Iranian foreign minister Mohammad Javad Zarif has declared that Tehran would be willing to take part in Syria peace talks in Geneva, scheduled for January, if they are invited.

"Participation of Iran in Geneva 2 is in our view an important contribution to the resolution of the problem. We have said all along that if Iran is invited, we will participate without any preconditions," Zarif told Iran's Press TV.

In a continuation of the increasingly moderate line taken by the Iranian president Hassan Rouhani, Zarif has declared Iran's intention of seeking a resolution to the conflict.

Despite still supporting the Assad regime, Zarif's statement of concilliatory intent is in stark contrast to the prior Iranian policy of supporting the regime's crackdown on rebels by sending members of the Quds force and snipers to assist Assad's soldiers.

As one of the main backers of Syrian president Bashar al-Assad alongside Russia, Iran has played a complicit role in the conflcit that has lasted over two years, killed over 100,000 people and displaced over two million.

However, Iran sitting at the table with both parties in Geneva increases the odds of an agreement being signed in January.

Iran's unwillingness to sign last year's "Geneva 1" framework, an international accord on Syria, has led to western opposition of Iranian attendance at the peace talks in January next year.

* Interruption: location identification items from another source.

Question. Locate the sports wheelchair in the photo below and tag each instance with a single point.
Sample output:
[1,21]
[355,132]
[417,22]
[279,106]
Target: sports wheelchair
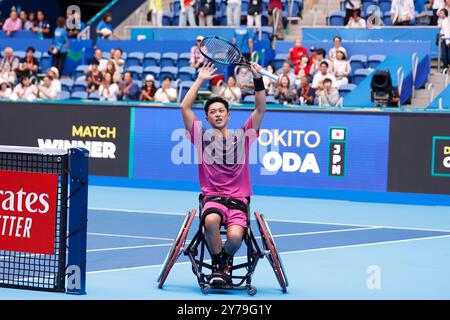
[197,247]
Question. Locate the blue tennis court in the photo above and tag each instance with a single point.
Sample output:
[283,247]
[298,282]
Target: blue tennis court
[327,247]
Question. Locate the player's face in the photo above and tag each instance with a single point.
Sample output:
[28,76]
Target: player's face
[218,115]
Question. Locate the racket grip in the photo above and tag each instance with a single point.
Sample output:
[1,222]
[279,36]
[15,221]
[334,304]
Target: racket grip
[268,74]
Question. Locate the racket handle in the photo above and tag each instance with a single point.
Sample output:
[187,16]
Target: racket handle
[268,74]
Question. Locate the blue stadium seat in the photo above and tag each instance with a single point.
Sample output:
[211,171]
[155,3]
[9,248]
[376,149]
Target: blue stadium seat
[359,75]
[358,61]
[168,71]
[374,60]
[346,89]
[186,73]
[153,70]
[169,59]
[134,59]
[336,18]
[79,95]
[136,72]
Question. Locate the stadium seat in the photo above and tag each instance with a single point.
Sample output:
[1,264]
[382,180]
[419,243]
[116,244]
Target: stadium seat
[169,59]
[375,60]
[168,71]
[346,89]
[79,95]
[358,61]
[151,59]
[186,73]
[359,75]
[136,72]
[153,70]
[336,18]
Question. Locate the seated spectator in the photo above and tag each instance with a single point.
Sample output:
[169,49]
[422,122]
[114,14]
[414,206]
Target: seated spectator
[166,93]
[105,28]
[205,12]
[12,24]
[297,53]
[356,21]
[323,74]
[148,90]
[28,65]
[5,90]
[108,90]
[230,91]
[94,77]
[284,93]
[329,96]
[337,41]
[197,59]
[341,68]
[306,93]
[41,26]
[128,89]
[24,90]
[244,81]
[402,12]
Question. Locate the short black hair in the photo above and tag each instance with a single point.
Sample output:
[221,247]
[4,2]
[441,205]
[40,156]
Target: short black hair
[214,100]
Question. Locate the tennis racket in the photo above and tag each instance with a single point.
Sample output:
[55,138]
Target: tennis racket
[221,51]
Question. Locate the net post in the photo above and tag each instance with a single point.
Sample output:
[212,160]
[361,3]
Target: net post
[76,267]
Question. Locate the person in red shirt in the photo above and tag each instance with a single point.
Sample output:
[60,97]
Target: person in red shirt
[297,53]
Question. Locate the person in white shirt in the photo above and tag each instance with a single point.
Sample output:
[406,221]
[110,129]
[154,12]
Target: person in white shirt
[230,91]
[402,12]
[166,93]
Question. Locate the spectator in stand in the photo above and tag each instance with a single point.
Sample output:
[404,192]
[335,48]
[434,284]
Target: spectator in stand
[128,89]
[305,94]
[350,7]
[156,12]
[402,12]
[12,24]
[296,53]
[329,96]
[108,90]
[197,59]
[337,41]
[148,90]
[276,4]
[356,21]
[341,68]
[41,26]
[61,42]
[230,91]
[28,65]
[24,90]
[205,11]
[94,77]
[105,28]
[234,13]
[166,93]
[5,90]
[254,13]
[187,13]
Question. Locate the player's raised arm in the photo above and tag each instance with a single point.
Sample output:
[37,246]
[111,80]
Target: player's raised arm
[260,97]
[206,73]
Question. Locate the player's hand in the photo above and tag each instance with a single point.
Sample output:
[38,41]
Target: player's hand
[207,72]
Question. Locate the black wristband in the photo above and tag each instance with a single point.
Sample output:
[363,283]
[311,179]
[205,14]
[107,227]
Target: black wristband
[259,84]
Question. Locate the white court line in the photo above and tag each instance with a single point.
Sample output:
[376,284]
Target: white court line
[274,220]
[282,253]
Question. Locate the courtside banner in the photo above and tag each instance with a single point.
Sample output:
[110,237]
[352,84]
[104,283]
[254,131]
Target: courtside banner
[103,130]
[28,211]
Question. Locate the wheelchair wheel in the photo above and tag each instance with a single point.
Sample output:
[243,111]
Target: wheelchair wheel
[271,251]
[175,249]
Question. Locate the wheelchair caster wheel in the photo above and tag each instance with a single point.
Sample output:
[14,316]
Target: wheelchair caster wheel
[205,288]
[251,290]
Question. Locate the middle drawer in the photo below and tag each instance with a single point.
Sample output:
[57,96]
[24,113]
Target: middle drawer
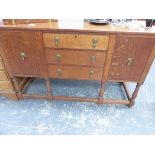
[3,76]
[78,73]
[74,57]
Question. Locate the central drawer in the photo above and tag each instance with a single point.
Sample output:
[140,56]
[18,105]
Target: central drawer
[75,57]
[79,73]
[76,41]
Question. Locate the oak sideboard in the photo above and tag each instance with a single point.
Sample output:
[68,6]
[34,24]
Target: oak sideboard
[103,53]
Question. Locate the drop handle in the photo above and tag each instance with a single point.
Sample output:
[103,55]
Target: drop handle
[91,73]
[93,59]
[94,42]
[129,61]
[56,40]
[58,58]
[22,56]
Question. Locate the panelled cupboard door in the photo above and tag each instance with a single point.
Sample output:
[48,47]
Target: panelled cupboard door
[130,56]
[24,52]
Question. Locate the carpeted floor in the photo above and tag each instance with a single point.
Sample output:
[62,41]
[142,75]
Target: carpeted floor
[69,118]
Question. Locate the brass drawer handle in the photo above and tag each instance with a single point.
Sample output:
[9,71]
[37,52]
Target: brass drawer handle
[22,56]
[93,59]
[91,72]
[58,58]
[56,40]
[129,61]
[94,42]
[59,72]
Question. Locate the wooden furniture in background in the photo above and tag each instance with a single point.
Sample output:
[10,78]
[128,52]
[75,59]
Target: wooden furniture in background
[6,86]
[92,53]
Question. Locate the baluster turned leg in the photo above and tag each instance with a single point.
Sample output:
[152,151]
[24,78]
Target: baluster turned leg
[134,95]
[17,88]
[48,86]
[101,93]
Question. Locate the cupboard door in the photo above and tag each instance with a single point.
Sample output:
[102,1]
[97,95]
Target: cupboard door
[24,52]
[130,57]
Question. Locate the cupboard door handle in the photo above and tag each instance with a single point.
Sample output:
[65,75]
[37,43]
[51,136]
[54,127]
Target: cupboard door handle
[93,59]
[129,61]
[91,72]
[58,58]
[59,72]
[56,40]
[94,42]
[22,56]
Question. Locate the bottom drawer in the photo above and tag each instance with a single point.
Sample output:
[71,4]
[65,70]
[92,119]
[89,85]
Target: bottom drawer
[79,73]
[5,85]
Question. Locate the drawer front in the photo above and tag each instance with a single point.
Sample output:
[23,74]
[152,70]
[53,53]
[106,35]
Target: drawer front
[5,85]
[1,65]
[98,42]
[83,73]
[3,75]
[75,57]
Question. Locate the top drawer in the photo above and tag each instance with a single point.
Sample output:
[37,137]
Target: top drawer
[76,41]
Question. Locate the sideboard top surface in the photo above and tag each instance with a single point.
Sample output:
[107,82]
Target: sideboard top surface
[87,27]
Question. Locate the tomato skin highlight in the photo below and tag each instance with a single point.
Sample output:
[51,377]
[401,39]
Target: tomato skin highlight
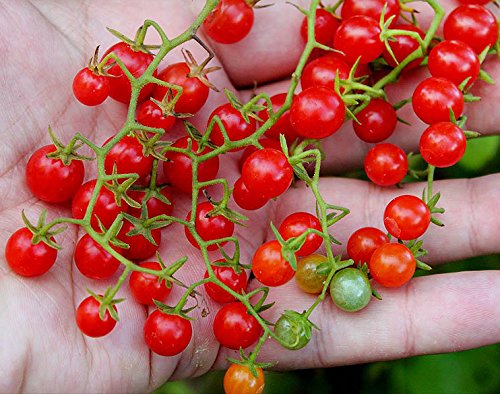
[49,179]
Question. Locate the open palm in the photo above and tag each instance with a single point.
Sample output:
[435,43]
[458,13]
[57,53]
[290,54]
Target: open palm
[44,43]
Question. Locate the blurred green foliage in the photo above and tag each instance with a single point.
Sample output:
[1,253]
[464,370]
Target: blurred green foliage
[474,371]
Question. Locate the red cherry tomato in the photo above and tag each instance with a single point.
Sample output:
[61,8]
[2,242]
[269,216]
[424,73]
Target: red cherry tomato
[167,335]
[363,242]
[295,225]
[386,164]
[228,276]
[229,22]
[392,265]
[235,328]
[89,88]
[50,180]
[269,266]
[93,261]
[26,259]
[407,217]
[443,144]
[267,173]
[434,97]
[89,321]
[146,287]
[317,112]
[209,227]
[179,167]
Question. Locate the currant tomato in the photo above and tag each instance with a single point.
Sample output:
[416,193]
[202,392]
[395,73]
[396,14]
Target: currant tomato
[179,167]
[307,276]
[472,24]
[245,198]
[209,227]
[363,242]
[89,88]
[434,97]
[377,121]
[229,22]
[359,37]
[317,112]
[298,223]
[236,127]
[235,328]
[407,217]
[267,173]
[128,157]
[443,144]
[136,62]
[149,114]
[105,207]
[26,259]
[386,164]
[269,266]
[403,46]
[167,335]
[228,276]
[139,247]
[194,92]
[146,287]
[93,261]
[238,379]
[49,179]
[283,125]
[89,321]
[392,265]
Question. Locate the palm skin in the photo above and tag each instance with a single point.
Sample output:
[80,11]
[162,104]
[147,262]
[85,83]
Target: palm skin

Yet, after decades of icy relations between Iran and Washington, tensions have thawed since the election of Hassan Rouhani in June who has pledged to follow the line of "constructive engagement" with the west in order to alleviate the crippling effect of international sanctions caused by the Iranian nuclear programme.

This policy led to the landmark deal between Iran and the six world powers last week in Geneva which rolled back certain aspects of the nuclear programme.

Whether Iran is to be invited or not is unclear. Zaif stated that, whether Iran is invited or not, the resolution of the Syrian civil war was an issue of Iranian "national importance" and that Tehran would continue to work towards a peaceful outcome.

He denied reports that Syria was a topic of discussion during the historic nuclear talks with six world powers in Geneva last week.